Can parties or partylike organizations play the role once played in part by labor unions? During the New Deal era, the political parties still represented popular interests and values, even in areas of the country like the South and much of the West where unions had been defeated. The old kind of party machine is dead forever, but while the conservative movement had some success with direct mail campaigns, neither national party has seriously tried to mobilize ordinary Americans according to a partisan public philosophy, as distinct from manipulating particular groups of voters on the basis of single issues. A few years ago there was talk of the "netroots" as a new constituency, but Internet campaigns in practice seem to have mobilized liberals rather than to have converted voters to liberalism.I don't buy that the labor movement is dead, nor that it's dead as a basis for liberal politics. The greatest change between now and the 1990s is that people are more aware than ever of the distinction between the grand economic elites and the rest of us, and people are more aware than ever of how tenuous their jobs are. If the stories are true of a permanent movement away from good-paying, middle-class work, it's even more likely that unions will make a comeback, if only because people will no longer have that sense of smug security in their dot.com stocks or home equity that kept them from paying attention to the way things really were out there. And, though Obama's certainly not helping, the conservative movement is still a shadow of what it once was. Crazy, sure, but nowhere near as powerful.

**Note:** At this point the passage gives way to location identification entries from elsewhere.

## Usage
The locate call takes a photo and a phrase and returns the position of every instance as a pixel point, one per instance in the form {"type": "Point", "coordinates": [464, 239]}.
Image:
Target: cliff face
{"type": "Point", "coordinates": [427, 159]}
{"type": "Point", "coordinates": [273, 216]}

In the 47 years of my life I have received only one piece of mail from the Democratic Party – a letter inviting me to pay $1,500 to buy a seat at a table at a fundraiser. I don't receive any e-mails from the Democrats at all. At the same time, I am battered by direct mail from various single-issue liberal constituencies, seeking not my vote but my money. Because I am neither a big donor nor a reliable foot soldier for this or that single-issue movement, but merely a citizen, the Democratic Party as an organization evidently has no interest in me.
The labor movement, as a basis for a liberal politics, is unlikely to revive. But surely the Democrats – or better yet, a liberal movement distinct from the Democrats – could try to use modern communications techniques to try to mobilize voters in places outside affluent neighborhoods and college towns. The objective is not to sell Americans on poll-tested talking points, but to inspire them with a coherent vision of the past, present and future of the country. The effort would be difficult and divisive, and it might fail. But the alternative is more of what we see in the politics of healthcare and energy reform: a politics motivated by a mixture of philanthropy and profit and carried out by means of incremental insider corporatist negotiations, a politics that most Americans watch in frustration from a distance.
As for visions...well, that's a problem, yes. That's been a problem with the various liberal factions for a long time. They fight, but they don't have any vision of what they're fighting for. At best they're preserving the past. The closest thing to a vision is the green movement, and that's probably why it's been more successful at binding groups together than anything else.
The irony is that the vision could become a stronger, better, fairer and more effective labor organization movement.